Let's say I own a parking space. I have two options:
I can rent out this parking space for $1,000/month. I am assuming that the rent will keep pace with inflation, which we'll call 2% over the long term, but otherwise remain fixed in real terms. I am also assuming for now that it's always occupied (i.e. no vacancy) and that there is no tax owed on the income.
I can sell the space, and use the proceeds to pay down debt that I would otherwise carry throughout my lifetime. Let's say my borrowing rate on that debt is 4.5% over the long term, and again ignore tax effects (e.g. deductions).
I'm trying to figure out the breakeven price above which it makes sense for me to sell instead of rent.
I thought you solve this by calculating the present value of these ongoing cashflows. But I'm having some trouble figuring that out.
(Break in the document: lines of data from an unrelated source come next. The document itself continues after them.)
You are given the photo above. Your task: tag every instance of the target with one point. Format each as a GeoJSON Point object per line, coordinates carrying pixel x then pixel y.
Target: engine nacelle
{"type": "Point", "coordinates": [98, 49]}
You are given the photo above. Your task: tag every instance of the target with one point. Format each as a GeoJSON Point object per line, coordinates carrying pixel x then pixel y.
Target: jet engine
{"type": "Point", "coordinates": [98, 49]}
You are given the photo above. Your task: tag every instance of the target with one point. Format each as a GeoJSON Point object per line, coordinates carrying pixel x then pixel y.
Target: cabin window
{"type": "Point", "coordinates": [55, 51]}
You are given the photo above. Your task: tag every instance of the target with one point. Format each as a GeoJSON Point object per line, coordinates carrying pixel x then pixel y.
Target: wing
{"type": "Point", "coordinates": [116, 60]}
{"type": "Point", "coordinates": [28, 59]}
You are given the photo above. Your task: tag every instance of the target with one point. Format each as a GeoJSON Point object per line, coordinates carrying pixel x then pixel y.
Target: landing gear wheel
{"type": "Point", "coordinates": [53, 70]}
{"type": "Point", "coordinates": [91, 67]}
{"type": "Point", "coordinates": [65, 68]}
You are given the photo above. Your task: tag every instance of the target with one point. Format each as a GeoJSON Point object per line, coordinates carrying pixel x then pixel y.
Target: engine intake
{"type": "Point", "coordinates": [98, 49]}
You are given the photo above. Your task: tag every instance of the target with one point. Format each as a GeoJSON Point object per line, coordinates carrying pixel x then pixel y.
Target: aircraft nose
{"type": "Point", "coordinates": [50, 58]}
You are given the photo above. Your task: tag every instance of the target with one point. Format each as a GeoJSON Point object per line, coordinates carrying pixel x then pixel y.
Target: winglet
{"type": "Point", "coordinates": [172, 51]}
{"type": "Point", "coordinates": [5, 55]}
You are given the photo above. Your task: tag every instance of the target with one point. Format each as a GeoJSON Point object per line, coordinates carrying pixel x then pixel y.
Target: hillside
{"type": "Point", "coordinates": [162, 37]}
For example, if I treat it like a "growing perpetuity" (given the presumed annual inflation adjustments), then that would put the sales price at:
P = $\frac{CF}{d - g}$ = $\frac{12000}{.045-.02}$ = $480,000
But that seems... wrong. So what's the right way?
(As an ancillary question: It seems that using my own discount rate here would not output the optimal selling price, but merely my own minimum bar to clear over renting. If those future cash flows are worth even more to someone else, then I should certainly sell at their higher price - i.e. if the market discount rate is lower than mine, then I should use that rate in the calculation instead of my own?)